Cascading 3.0 Future-Proofs Data-Centric Application Development on Hadoop

Cascading 3.0 Future-Proofs Data-Centric Application Development on Hadoop

Joyce Wells, Database Trends and Applications
May 13, 2014

Concurrent, Inc., the company behind Cascading, an open source application development framework for building data applications on Hadoop, has announced Cascading 3.0, which CEO Gary Nakamura says will give enterprises the flexibility to build their data-oriented applications on Hadoop once, and then run the applications on the platform that best meets their business needs.

Cascading is very focused around reliable and reusable tools to build data products but also give users with varying skill sets the freedom to solve problems, said Nakamura.

“Cascading 3.0 will allow applications to execute on whatever fabric that we support, and that end users want to run on, through our new query planner – that means that an application that was written 2 years ago and that solves a particular business problem for an end user can very quickly be migrated over to a newer fabric like Apache Tez or Apache Spark,” Nakamura said. “Enterprise users can write an application once and deploy on whatever fabric they would like depending on what the business problem is.”

The added migration flexibility is critical for the Hadoop community, says Nakamura. For existing customers, it means ease of migration to new computation platforms with very little effort.
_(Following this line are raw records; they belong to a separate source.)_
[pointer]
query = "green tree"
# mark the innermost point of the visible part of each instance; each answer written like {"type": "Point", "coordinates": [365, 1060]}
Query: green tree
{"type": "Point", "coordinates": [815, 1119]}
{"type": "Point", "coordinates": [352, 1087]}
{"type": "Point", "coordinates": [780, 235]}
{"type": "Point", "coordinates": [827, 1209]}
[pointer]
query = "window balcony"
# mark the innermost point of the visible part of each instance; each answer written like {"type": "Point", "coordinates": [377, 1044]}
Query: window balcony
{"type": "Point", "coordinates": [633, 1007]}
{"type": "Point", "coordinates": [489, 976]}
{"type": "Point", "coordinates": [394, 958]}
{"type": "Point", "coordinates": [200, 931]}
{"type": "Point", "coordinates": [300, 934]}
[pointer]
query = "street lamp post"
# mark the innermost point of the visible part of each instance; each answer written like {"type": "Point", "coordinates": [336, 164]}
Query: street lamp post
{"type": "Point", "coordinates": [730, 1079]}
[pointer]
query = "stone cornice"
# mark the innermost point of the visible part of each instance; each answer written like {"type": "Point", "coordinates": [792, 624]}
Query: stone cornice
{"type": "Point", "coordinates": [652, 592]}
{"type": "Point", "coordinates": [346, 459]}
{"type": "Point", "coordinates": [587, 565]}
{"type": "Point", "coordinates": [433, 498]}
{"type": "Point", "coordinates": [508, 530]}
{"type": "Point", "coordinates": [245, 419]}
Longer term, it is important for mainstream adoption because the rapid innovation that is happening inside of Hadoop is causing some enterprises to sit on the sidelines, concerned that it is too complex, and if they build an application now and a platform is changed, they will have to do a complete rebuild.

“What we are providing is a standard way to develop data-centric applications without the risk of having to rewrite those applications when distributions or the providers of the computation engines underneath it change direction one day.”

Cascading 3.0 will ship with support for local in-memory, Apache MapReduce, and Apache Tez. Shortly after, support will be added for Apache Spark, Apache Storm and others through the new pluggable and customizable query planner.

Third-party products, data applications, frameworks and dynamic programming languages built on Cascading will benefit from this portability, according to the company. Cascading offers compatibility with all major Hadoop vendors and service providers including Altiscale, Amazon EMR, Cloudera, Hortonworks, Intel, MapR and Qubole, as well as others.

Cascading is used by enterprise Java developers first and foremost, but Concurrent offers interfaces that allow users working with R, MicroStrategy, or SAS to take their predictive models and deploy them on Hadoop. “We also have a SQL interface so SQL end users and anyone who knows how to program with SQL can leverage Cascading,” said Nakamura.

Concurrent also recently announced strategic industry partnerships with Hortonworks and Databricks, and new product innovation with the introduction of Driven, its flagship product that provides application performance management for data-centric applications from development through production.

Cascading version 3.0 will be available in early summer and freely licensable under the Apache 2.0 License Agreement. Concurrent also offers standard and premium support subscriptions for enterprise use.